Aufhorchen lässt auch folgende Expertenaussage: «Statistisch gesehen wird jede zweite gewaltausübende Person erneut im häuslichen Bereich gewalttätig (Walker, Bowen & Brown, 2013). Es erscheint daher sinnvoll, dass in aller Regel zumindest eine niederschwellige risikoorientierte Intervention in einem beratenden Setting erfolgt.»[3] Dabei kann mitbedacht werden, dass die Zahl der von häuslicher Gewalt mitbetroffenen Kindern in der Schweiz auf 27‘000 geschätzt wird.[4] Gerade die Folgen auf die Kinder können ein Leben lang nachwirken, weshalb sich frühe Interventionen und Prävention lohnen.

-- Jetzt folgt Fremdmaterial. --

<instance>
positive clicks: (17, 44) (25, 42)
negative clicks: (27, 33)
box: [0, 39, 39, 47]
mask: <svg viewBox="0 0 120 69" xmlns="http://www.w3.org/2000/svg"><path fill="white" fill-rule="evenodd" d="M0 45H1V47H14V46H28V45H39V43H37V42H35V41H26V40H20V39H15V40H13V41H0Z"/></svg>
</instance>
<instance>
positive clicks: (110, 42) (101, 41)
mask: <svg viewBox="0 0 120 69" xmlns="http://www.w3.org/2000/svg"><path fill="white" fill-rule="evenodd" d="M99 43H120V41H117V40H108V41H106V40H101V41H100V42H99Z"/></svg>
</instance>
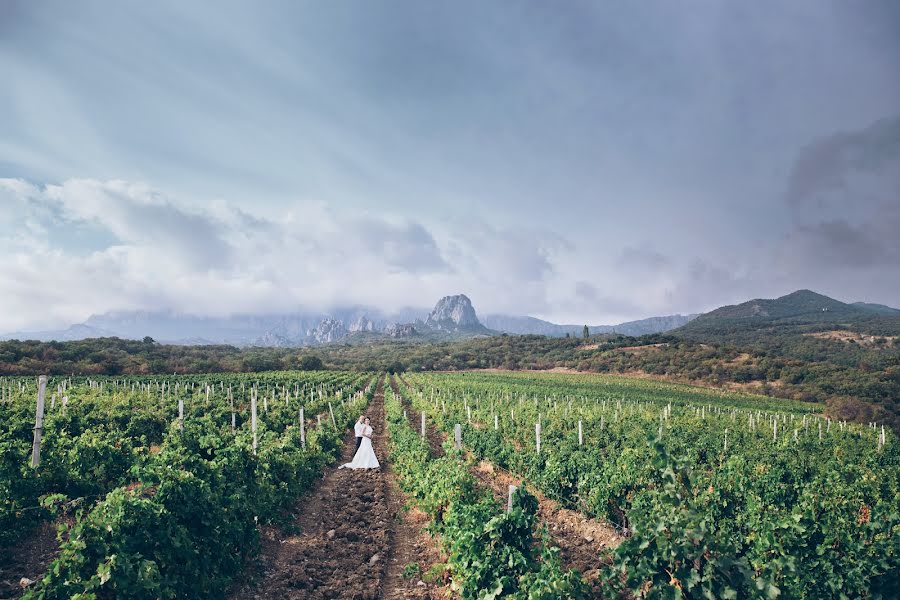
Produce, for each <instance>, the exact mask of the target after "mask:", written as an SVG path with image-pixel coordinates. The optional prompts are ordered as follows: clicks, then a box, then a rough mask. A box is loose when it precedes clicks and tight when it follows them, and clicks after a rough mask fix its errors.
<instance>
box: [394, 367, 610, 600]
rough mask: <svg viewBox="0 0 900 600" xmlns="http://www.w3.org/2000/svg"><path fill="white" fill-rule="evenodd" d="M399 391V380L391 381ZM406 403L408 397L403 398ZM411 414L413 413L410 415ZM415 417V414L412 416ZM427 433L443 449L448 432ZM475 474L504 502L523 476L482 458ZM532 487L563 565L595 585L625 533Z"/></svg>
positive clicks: (545, 523) (492, 491)
mask: <svg viewBox="0 0 900 600" xmlns="http://www.w3.org/2000/svg"><path fill="white" fill-rule="evenodd" d="M391 385H392V386H394V390H395V391H396V384H395V383H394V381H393V380H392V381H391ZM403 402H404V405H405V404H406V400H405V399H404V400H403ZM407 416H408V417H409V414H408V415H407ZM409 418H410V420H412V417H409ZM426 435H427V437H428V440H429V443H430V444H431V448H432V452H435V451H436V449H439V451H440V452H441V453H443V442H444V440H445V439H446V437H447V435H446V434H445V433H444V432H439V431H437V429H436V428H435V427H429V428H427V429H426ZM472 474H473V475H474V476H475V478H476V479H477V480H478V482H479V483H480V484H481V485H482V486H484V487H485V488H487V489H490V490H491V492H492V493H493V494H494V498H495V499H496V500H497V501H498V502H499V503H501V504H503V505H505V504H506V502H507V495H508V492H509V486H510V485H515V486H517V487H518V486H521V485H522V480H521V479H518V478H516V477H513V476H512V475H511V474H509V473H508V472H506V471H504V470H502V469H499V468H497V467H495V466H494V465H493V464H491V463H490V462H488V461H481V462H480V463H478V464H477V465H476V466H475V467H473V469H472ZM529 491H530V492H531V493H533V494H534V495H535V497H536V498H537V500H538V518H539V520H540V521H541V523H543V524H545V525H546V526H547V530H548V532H549V533H550V537H551V539H552V541H553V544H555V545H556V546H558V547H559V549H560V559H561V562H562V565H563V567H565V568H567V569H574V570H576V571H578V572H579V573H581V574H582V575H583V576H584V578H585V580H586V581H587V582H588V583H589V584H591V585H592V586H593V587H595V591H596V592H597V593H599V591H598V590H597V589H596V584H597V579H598V577H599V575H600V572H599V569H600V567H601V565H602V564H603V563H602V558H603V555H604V554H605V553H606V552H607V551H608V550H611V549H613V548H615V547H616V546H618V545H619V543H620V542H621V541H622V539H623V538H622V536H620V535H619V534H618V533H616V530H615V528H614V527H613V526H611V525H609V524H607V523H603V522H601V521H598V520H596V519H591V518H588V517H586V516H585V515H583V514H581V513H579V512H577V511H574V510H569V509H567V508H562V507H560V506H559V504H558V503H557V502H555V501H553V500H550V499H548V498H546V497H544V495H543V494H541V493H540V492H538V491H536V490H535V489H534V487H530V488H529Z"/></svg>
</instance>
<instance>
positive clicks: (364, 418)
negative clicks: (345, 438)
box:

Der Zuger Kriminalstatistik 2015 zufolge musste sich die Polizei im Berichtsjahr 361 Mal mit häuslicher Gewalt beschäftigen[5]: also täglich!

Angesichts dieser Tatsachen stellt sich die Frage, wie Täterinnen und Täter wirksamer zur Verantwortung gezogen werden können. Der Staat ist im Sinne der «due-diligence» in der Verantwortung, zu handeln. Nicht nur wird damit menschliches Leid gemindert, auch wird Recht durchgesetzt – und last but not least können auch Folgekosten der öffentlichen Hand eingespart werden.

Für weitere Informationen stehen wir selbstverständlich gerne zur Verfügung und danken der Regierung nochmals für die Möglichkeit zur Vernehmlassung.

Freundliche Grüsse

Barbara Gysel                                                           Hubert Schuler
Präsidentin, Kantonsrätin                                      Kantonsrat

 

[1] Bericht und Antrag des Regierungsrates, Ergebnis 1. Lesung, S. 1.

[2] Siehe www.ebg.admin.ch/ebg/de/home/das-ebg/organisation/schwerpunktthemen.html

[3] Referat Daniel Treuthart, 22.11.2016, siehe www.ebg.admin.ch/ebg/de/home/das-ebg/veranstaltungen/download-tagungs-unterlagen/congres-national-2016-auteures-de-violence-domestique.html

[4] Studie „Kosten von Gewalt in Paarbeziehungen“ (EBG 2013)“, S. 80. Für Zug sind uns keine spezifischen Zahlen bekannt.

[5] Siehe www.zg.ch/behoerden/sicherheitsdirektion/zuger-polizei/dienstleistungen/statistiken/dokumente-polizeistatistiken/downloads/Broschuere_KRISTA_low.pdf (S. 15).